A lot of counterterrorism cases include some evidence about online discussions (sometimes in forums, sometimes on more public sites), which gets turned over as an “unsolicited tip” to FBI officers, who then engage, and — on seemingly thin evidence — obtain a FISA warrant, which then leads to further evidence to support the sting. The judge in the case may never learn the details of this unsolicited tip, particularly if she is never asked to review a FISA warrant.
Defense attorneys never learn the details of those unsolicited tips — that’s part of what the whole FISA process hides — but they would be used in the materials to the FISC.
In other words, I’m guessing that Dratel got evidence that Kohlmann is providing the raw material for FBI’s stings, based on his whackjob theory of radicalization (the reference to Mehanna’s case may mean — and this is purely speculation — Kohlmann took part in some of the same kinds of online discussions that were used to incriminate Mehanna.

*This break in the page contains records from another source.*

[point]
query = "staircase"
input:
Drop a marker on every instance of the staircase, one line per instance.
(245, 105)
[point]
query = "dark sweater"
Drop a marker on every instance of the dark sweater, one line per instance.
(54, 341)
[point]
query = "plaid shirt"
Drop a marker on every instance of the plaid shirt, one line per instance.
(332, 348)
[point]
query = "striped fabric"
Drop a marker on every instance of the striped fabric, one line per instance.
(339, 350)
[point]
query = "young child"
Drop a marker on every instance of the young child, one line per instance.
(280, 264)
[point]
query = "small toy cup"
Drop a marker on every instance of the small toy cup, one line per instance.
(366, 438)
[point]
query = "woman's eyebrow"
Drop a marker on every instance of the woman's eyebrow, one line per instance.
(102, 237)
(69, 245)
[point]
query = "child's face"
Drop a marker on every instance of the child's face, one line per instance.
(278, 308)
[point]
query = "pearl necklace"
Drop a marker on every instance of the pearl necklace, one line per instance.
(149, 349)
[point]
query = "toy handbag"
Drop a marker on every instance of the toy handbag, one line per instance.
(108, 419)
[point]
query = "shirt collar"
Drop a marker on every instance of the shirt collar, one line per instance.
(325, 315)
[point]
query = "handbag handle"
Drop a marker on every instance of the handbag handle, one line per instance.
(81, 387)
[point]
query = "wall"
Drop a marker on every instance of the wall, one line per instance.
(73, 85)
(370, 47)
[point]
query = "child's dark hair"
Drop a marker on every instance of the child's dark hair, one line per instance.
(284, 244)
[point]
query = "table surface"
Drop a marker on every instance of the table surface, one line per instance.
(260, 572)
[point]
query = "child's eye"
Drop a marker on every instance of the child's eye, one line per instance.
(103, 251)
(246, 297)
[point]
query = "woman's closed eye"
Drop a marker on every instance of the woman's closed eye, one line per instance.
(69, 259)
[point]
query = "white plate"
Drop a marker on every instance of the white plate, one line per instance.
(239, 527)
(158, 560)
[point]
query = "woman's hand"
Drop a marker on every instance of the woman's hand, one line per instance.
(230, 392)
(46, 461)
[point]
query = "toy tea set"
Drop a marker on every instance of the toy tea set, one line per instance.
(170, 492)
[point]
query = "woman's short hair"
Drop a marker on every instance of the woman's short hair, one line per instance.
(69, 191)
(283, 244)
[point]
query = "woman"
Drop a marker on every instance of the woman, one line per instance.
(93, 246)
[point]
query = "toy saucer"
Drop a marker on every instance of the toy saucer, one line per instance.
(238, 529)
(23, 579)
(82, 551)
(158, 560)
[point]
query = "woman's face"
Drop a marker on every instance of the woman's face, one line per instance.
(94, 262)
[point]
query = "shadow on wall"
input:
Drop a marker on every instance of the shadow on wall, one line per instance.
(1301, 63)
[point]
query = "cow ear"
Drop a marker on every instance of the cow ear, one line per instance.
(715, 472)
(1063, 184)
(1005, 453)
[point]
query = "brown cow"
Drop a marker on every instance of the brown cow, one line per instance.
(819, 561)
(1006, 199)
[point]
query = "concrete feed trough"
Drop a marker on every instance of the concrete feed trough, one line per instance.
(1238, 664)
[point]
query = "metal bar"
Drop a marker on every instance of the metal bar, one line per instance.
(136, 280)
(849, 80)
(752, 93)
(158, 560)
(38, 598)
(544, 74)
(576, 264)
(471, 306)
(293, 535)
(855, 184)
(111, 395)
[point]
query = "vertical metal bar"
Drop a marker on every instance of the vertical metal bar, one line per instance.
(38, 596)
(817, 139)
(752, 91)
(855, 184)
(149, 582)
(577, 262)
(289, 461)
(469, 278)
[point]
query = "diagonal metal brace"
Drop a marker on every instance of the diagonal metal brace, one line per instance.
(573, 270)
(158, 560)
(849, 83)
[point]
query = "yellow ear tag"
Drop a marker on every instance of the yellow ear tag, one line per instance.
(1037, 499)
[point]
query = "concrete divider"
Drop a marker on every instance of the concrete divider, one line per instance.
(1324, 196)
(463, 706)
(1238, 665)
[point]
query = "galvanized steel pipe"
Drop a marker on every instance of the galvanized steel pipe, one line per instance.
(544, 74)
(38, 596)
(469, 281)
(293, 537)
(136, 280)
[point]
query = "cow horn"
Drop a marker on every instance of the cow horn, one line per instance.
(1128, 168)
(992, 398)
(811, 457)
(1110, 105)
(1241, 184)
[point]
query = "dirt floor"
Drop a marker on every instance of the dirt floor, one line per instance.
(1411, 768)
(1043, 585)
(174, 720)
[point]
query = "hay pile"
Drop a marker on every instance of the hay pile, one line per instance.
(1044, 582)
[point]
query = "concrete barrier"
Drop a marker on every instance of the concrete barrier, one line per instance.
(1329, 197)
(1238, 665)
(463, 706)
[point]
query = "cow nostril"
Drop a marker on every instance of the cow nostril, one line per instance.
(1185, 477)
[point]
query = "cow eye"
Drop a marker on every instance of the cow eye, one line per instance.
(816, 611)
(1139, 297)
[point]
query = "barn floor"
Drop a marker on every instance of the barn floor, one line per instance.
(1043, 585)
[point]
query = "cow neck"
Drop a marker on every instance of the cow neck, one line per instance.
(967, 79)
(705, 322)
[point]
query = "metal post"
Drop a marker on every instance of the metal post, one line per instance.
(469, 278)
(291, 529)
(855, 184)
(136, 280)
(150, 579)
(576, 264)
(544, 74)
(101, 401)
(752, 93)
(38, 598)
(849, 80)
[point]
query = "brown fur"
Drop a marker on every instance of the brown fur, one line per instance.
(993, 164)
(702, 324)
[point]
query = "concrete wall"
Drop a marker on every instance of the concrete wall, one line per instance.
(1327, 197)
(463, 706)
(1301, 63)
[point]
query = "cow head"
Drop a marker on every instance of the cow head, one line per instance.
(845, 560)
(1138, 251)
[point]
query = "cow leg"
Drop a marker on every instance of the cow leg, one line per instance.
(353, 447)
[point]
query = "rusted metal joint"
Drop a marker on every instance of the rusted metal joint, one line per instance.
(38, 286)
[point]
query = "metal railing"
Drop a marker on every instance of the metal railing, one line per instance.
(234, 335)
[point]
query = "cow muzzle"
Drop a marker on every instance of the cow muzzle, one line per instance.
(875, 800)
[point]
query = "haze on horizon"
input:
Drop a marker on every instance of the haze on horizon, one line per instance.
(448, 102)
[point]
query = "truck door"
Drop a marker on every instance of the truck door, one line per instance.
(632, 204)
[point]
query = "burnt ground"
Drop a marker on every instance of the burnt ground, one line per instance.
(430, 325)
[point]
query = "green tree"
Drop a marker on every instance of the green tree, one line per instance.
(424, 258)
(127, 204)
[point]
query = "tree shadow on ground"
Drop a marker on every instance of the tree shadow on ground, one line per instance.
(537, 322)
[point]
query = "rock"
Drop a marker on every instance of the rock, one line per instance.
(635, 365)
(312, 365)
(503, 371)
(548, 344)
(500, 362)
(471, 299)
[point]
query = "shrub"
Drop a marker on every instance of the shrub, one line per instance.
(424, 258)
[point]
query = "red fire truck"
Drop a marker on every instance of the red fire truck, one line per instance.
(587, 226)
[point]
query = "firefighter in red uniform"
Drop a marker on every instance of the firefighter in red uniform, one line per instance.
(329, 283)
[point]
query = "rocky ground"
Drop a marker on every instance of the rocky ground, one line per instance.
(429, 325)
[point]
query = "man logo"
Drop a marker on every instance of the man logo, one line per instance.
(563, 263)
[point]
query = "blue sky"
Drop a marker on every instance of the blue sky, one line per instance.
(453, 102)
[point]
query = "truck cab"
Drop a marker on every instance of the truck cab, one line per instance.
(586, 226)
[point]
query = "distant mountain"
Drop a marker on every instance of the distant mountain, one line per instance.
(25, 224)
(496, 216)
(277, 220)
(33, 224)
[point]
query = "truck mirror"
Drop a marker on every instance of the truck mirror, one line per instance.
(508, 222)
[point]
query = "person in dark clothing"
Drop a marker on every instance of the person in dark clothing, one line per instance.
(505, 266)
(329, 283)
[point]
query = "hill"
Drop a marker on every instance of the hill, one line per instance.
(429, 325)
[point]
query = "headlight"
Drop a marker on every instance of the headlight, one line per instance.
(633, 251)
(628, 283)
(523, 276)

If I’m right, though, it would confirm what observers — starting with former FBI Agent Mike German — have long talked about: that the government is funding an echo chamber of “experts” who create the approach to terrorism we use, then reinforce it with their purported expertise.
This insight is crucial to understanding the government’s continuing embrace of radicalization theories. Simply put, the government continues to be the primary sponsor of radicalization studies because they justify counterterrorism policies that maximize its policing powers. As Kundnani has written, “[s]cholarship that associates a particular kind of ‘disposition’, be it ‘cultural,’ ‘psychological’…, with terrorist violence enables intelligence gatherers to use that disposition as a proxy for terrorist risk and to structure their surveillance accordingly.”
Treating terrorism as the spread of an ideological infection within a vulnerable community also allows the government to put aside difficult questions about the role U.S. foreign and national security policies play in generating anti-American grievances, which the Defense Department raised in this 2004 report. Studies supporting government radicalization theories rarely mention U.S. military actions in Muslim countries, lethal drone strikes, torture, or theGuantanamo Bay prison as radicalizing influences, though many terrorist reference them in attempting to justify their actions.
The reliance on radicalization theory also provides benefits to those who support the current political, social, and financial status quo, particularly in regard to U.S. foreign policy. The support for these theories comes from a broad array of organizations.
Neo-conservativethink-tanks, private terrorism investigators, and cyber vigilantes that typically support the maintenance of interventionist Middle East policies and aggressive counterterrorism measures also stand to benefit from the government’s reliance on radicalization theory. These self-styled experts have the appearance of independent researchers, but often serve as echo-chambers for government theories of extremist organizations and behavior. As a defense attorney explained to The Nation, “[t]hey all work for the government or they work for government-funded agencies or government-contracted projects… [a]nd so when the government calls them, they are ready sources of government-approved information.”
If Kohlmann is one of the “private terrorism investigators” German mentions — and he certainly fits the bill — then he very likely is dumping garbage of whackjob theory picked targets into the system, and then validating the same whackjob theories on the stand.
I don’t know the precise specifics of what Dratel has been alerted to, but it sure does seem like we’re closer to proving that Kohlmann and his ilk are providing Garbage In Garbage Out that drives the war on terror.